Die heutigen Bundestagsentscheidungen sind zu begrüßen

Die heutigen Entscheidungen (18.10.06) sind zu begrüßen. " Das erklärte der Bundesgeschäftsführer der Volkssolidarität, Dr. Bernd Niederland, am Mittwoch in Berlin zu Entscheidungen des Bundestags-Ausschuss für Arbeit und Soziales in anstehenden Gesetzänderungsverfahren. Die Beibehaltung des Brutto-Prinzips bei der Sozialhilfe für Menschen mit Behinderungen sei ein wichtiger Schutz gegen deren Überforderung. Hier habe sich die Vernunft durchgesetzt.

"Die auch von der Volkssolidarität geforderte Verlängerung der Aufbewahrungsfrist für DDR-Lohnunterlagen- jetzt sogar bis Ende 2011- gibt den rund 1,3 Millionen Bürgern in den neuen Ländern, die ihre Rentenkonten noch nicht geklärt haben, zeitlichen Spielraum.
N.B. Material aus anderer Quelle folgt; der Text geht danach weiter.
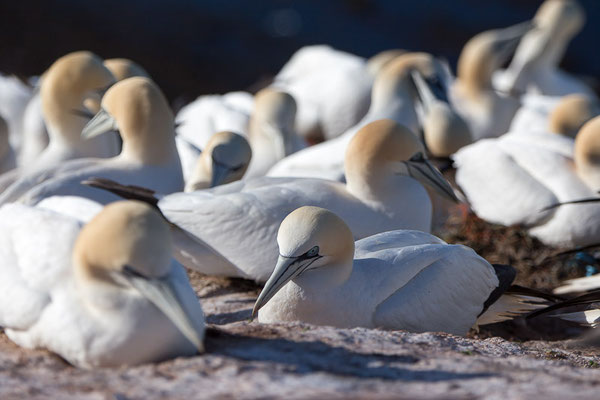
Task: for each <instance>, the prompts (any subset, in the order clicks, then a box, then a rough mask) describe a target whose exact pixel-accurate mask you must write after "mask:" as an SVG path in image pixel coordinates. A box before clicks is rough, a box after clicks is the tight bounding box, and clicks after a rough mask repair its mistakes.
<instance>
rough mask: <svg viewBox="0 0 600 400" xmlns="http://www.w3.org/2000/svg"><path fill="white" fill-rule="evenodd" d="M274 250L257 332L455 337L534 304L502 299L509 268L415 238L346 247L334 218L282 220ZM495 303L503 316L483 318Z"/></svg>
mask: <svg viewBox="0 0 600 400" xmlns="http://www.w3.org/2000/svg"><path fill="white" fill-rule="evenodd" d="M277 243H278V245H279V251H278V259H277V265H276V266H275V269H274V270H273V273H272V274H271V277H270V278H269V280H268V281H267V283H266V284H265V287H264V289H263V290H262V292H261V293H260V296H259V297H258V299H257V300H256V304H255V305H254V310H253V315H255V314H256V313H257V312H258V320H259V322H261V323H276V322H283V321H303V322H308V323H311V324H316V325H330V326H335V327H340V328H352V327H357V326H362V327H367V328H383V329H405V330H408V331H412V332H423V331H443V332H449V333H453V334H457V335H464V334H466V333H467V332H468V331H469V329H470V328H471V327H473V326H476V325H480V324H481V325H483V324H487V323H492V322H499V321H502V320H506V319H511V318H512V317H513V316H515V315H518V314H520V313H523V312H527V311H530V310H535V309H537V308H540V305H539V304H536V302H537V300H541V299H536V300H534V299H533V298H529V299H527V298H524V297H520V296H515V295H503V293H504V292H505V291H506V290H507V289H508V288H509V286H510V285H511V283H512V280H513V279H514V277H515V271H514V269H512V267H508V266H500V265H496V266H492V265H490V264H489V263H488V262H487V261H486V260H484V259H483V258H481V257H480V256H478V255H477V254H476V253H475V252H474V251H473V250H472V249H470V248H468V247H466V246H462V245H448V244H446V243H445V242H443V241H442V240H440V239H438V238H437V237H435V236H433V235H430V234H427V233H424V232H417V231H391V232H384V233H379V234H377V235H374V236H370V237H367V238H364V239H362V240H359V241H357V242H356V244H355V243H354V239H353V237H352V232H351V231H350V229H349V228H348V226H347V225H346V224H345V223H344V221H343V220H342V219H341V218H339V217H338V216H337V215H335V214H334V213H332V212H330V211H328V210H325V209H323V208H319V207H301V208H298V209H297V210H295V211H293V212H292V213H291V214H289V215H288V216H287V217H286V218H285V219H284V220H283V222H282V223H281V227H280V228H279V231H278V233H277ZM503 297H504V299H503ZM528 300H530V301H531V303H530V302H529V301H528ZM494 303H502V304H503V307H501V308H500V309H498V308H496V309H492V308H491V307H490V306H493V305H494ZM507 304H509V305H510V306H509V307H504V306H505V305H507ZM496 307H498V306H496ZM486 311H489V312H486Z"/></svg>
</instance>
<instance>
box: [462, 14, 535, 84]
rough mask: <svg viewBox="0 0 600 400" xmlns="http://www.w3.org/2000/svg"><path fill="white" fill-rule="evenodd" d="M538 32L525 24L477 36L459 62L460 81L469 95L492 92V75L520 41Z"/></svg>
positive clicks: (483, 32) (474, 38) (513, 25)
mask: <svg viewBox="0 0 600 400" xmlns="http://www.w3.org/2000/svg"><path fill="white" fill-rule="evenodd" d="M533 28H534V25H533V24H532V23H531V22H525V23H521V24H517V25H513V26H510V27H508V28H504V29H494V30H490V31H485V32H482V33H479V34H477V35H475V36H473V37H472V38H471V39H470V40H469V41H468V42H467V43H466V44H465V46H464V47H463V49H462V51H461V53H460V57H459V58H458V67H457V77H458V83H459V87H460V88H461V90H463V92H464V93H465V94H466V95H476V94H478V93H481V92H484V91H485V92H491V91H492V74H493V72H494V71H495V70H497V69H498V68H500V67H501V66H502V64H504V63H505V62H506V61H507V60H508V59H509V57H510V56H511V55H512V54H513V53H514V51H515V49H516V48H517V45H518V44H519V41H520V40H521V38H523V36H525V34H526V33H527V32H529V31H530V30H531V29H533Z"/></svg>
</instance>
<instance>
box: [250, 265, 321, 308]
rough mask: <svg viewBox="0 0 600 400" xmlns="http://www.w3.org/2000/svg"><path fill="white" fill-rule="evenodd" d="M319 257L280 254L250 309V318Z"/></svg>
mask: <svg viewBox="0 0 600 400" xmlns="http://www.w3.org/2000/svg"><path fill="white" fill-rule="evenodd" d="M319 258H321V256H318V255H317V256H314V257H308V256H306V255H301V256H299V257H285V256H282V255H281V254H280V255H279V258H278V259H277V265H276V266H275V269H274V270H273V273H272V274H271V276H270V277H269V280H268V281H267V283H266V284H265V287H264V288H263V290H262V291H261V292H260V295H259V296H258V299H256V303H254V308H253V309H252V318H255V317H256V314H257V313H258V310H260V309H261V308H262V306H264V305H265V304H267V302H268V301H269V300H271V298H272V297H273V296H275V294H276V293H277V292H278V291H279V290H280V289H281V288H282V287H284V286H285V284H286V283H288V282H289V281H291V280H292V279H294V278H295V277H297V276H298V275H300V274H301V273H302V272H304V271H306V269H307V268H308V267H310V265H311V264H312V263H313V262H315V261H316V260H318V259H319Z"/></svg>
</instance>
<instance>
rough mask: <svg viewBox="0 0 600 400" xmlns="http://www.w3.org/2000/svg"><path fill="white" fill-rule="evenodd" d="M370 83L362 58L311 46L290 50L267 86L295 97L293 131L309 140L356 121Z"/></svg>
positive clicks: (341, 52) (350, 126) (356, 56)
mask: <svg viewBox="0 0 600 400" xmlns="http://www.w3.org/2000/svg"><path fill="white" fill-rule="evenodd" d="M372 85H373V76H372V75H371V74H369V70H368V68H367V61H366V60H365V59H364V58H362V57H358V56H355V55H353V54H350V53H346V52H343V51H339V50H335V49H333V48H331V47H330V46H326V45H315V46H305V47H302V48H301V49H300V50H298V51H297V52H296V53H294V55H292V57H291V58H290V59H289V60H288V62H287V63H286V64H285V65H284V66H283V68H281V71H279V73H278V74H277V76H275V79H274V81H273V84H272V85H271V86H272V87H273V88H276V89H280V90H283V91H285V92H287V93H289V94H291V95H292V96H293V97H294V99H296V102H297V103H298V114H297V117H296V131H297V132H298V133H299V134H300V136H302V137H303V138H305V139H306V140H307V141H309V142H310V141H322V140H324V139H325V140H328V139H331V138H334V137H336V136H339V135H340V134H342V133H344V132H345V131H346V130H348V129H349V128H350V127H352V126H354V125H355V124H356V123H357V122H358V121H360V119H361V118H362V117H363V116H364V115H365V113H366V112H367V110H368V109H369V95H370V92H371V86H372Z"/></svg>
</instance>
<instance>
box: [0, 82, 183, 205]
mask: <svg viewBox="0 0 600 400" xmlns="http://www.w3.org/2000/svg"><path fill="white" fill-rule="evenodd" d="M115 128H117V129H119V131H120V132H121V135H122V137H123V150H122V151H121V154H119V155H118V156H116V157H113V158H109V159H80V160H73V161H70V162H67V163H63V164H62V165H60V166H58V167H56V168H53V169H52V170H46V171H44V172H42V173H41V174H39V175H35V176H34V177H33V178H28V179H21V180H20V181H18V182H16V183H14V184H13V185H12V186H11V187H10V188H8V189H7V190H6V191H5V192H4V193H2V195H1V196H0V201H1V202H4V203H6V202H11V201H17V200H19V201H21V202H23V203H27V204H36V203H38V202H39V201H41V200H43V199H44V198H46V197H50V196H56V195H62V196H65V195H72V196H83V197H87V198H90V199H93V200H95V201H98V202H101V203H103V204H105V203H107V202H110V201H114V200H116V199H117V197H116V196H113V195H111V194H109V193H106V192H103V191H100V190H96V189H94V188H90V187H86V186H83V185H81V183H80V182H81V181H82V180H84V179H87V178H90V177H103V178H108V179H115V180H118V181H121V182H123V183H126V184H135V185H140V186H145V187H148V188H152V189H154V190H156V191H161V192H163V193H171V192H175V191H179V190H181V189H183V176H182V172H181V165H180V162H179V157H178V155H177V149H176V146H175V135H174V123H173V114H172V112H171V110H170V108H169V105H168V103H167V100H166V99H165V97H164V95H163V94H162V92H161V91H160V89H159V88H158V87H157V86H156V84H154V83H153V82H152V81H151V80H149V79H148V78H143V77H134V78H129V79H126V80H123V81H121V82H119V83H118V84H115V85H114V86H113V87H111V89H109V91H108V92H107V93H106V95H105V96H104V97H103V99H102V109H101V110H100V112H98V114H97V115H96V116H95V117H94V118H93V119H92V120H91V121H90V122H89V124H88V125H87V126H86V127H85V129H84V130H83V133H82V135H83V136H86V137H94V136H95V135H100V134H102V133H105V132H107V131H111V130H114V129H115ZM38 182H43V183H39V184H38Z"/></svg>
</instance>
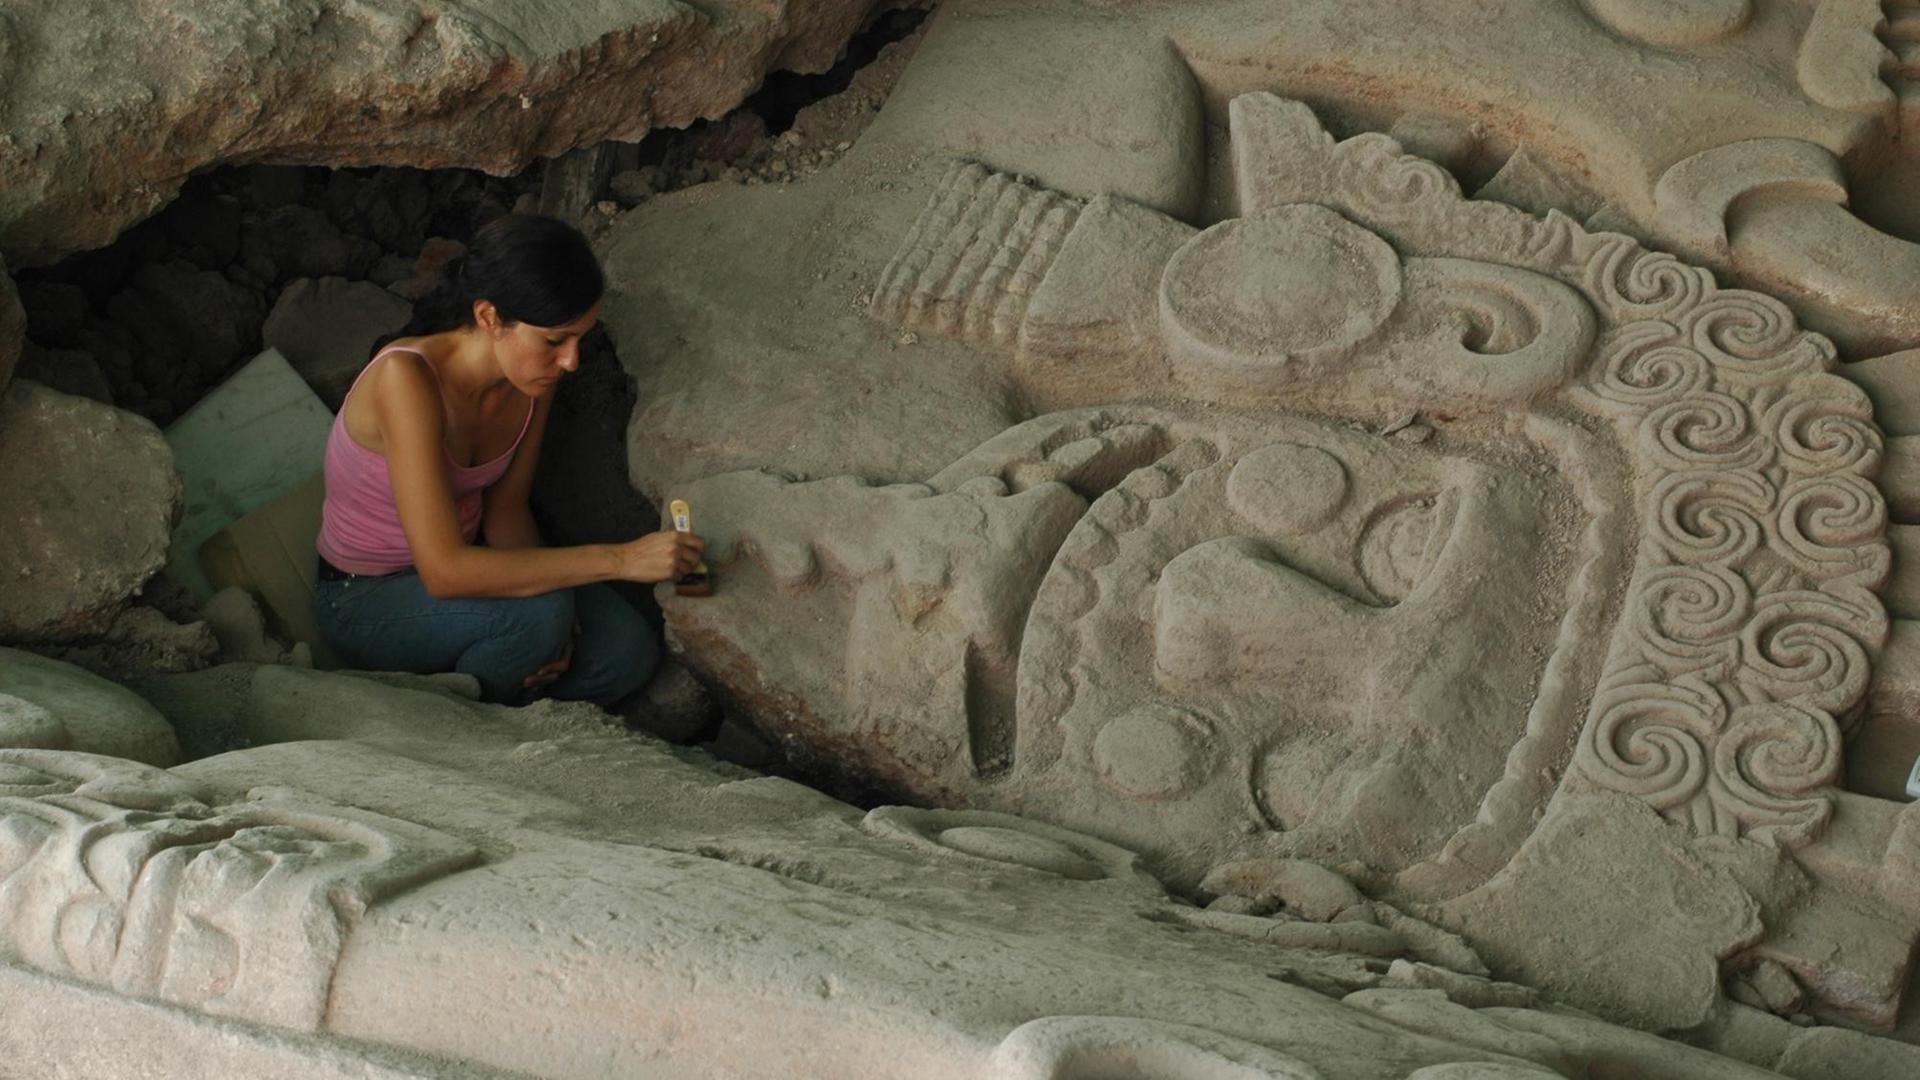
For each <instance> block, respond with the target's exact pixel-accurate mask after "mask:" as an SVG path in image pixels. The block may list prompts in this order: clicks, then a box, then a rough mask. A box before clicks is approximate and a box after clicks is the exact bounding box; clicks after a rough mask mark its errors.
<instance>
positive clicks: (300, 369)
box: [261, 277, 413, 411]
Damit haben die Betroffenen eine gute Chance, sich Rentenansprüche zu sichern. Jetzt sollte die
Bundestagsmehrheit diese wichtige Gesetzesänderung auch im Plenum bestätigen, betonte Niederland.

Keine Bemessung der 1 Euro Jobs zur Ermittlung zur jährlichen Anpassung von 1 Euro Jobs
Positiv bewerte der Bundesgeschäftsführer, dass "Ein-Euro-Jobs" bei der Ermittlung der Lohn- und Gehaltssumme, die für die jährliche Rentenanpassung zu berücksichtigen ist, nicht mehr in Ansatz gebracht werden sollen. "Dies haben die Volkssolidarität und die anderen Sozialverbände gefordert, weil diese Praxis die Grundlagen für die Bemessung der Rentenanpassung verzerrt hat. Dieser Erfolg der Sozialverbände zeigt, dass es wichtig ist, nicht unsoziale Sparmaßnahmen nicht unwidersprochen hinzunehmen.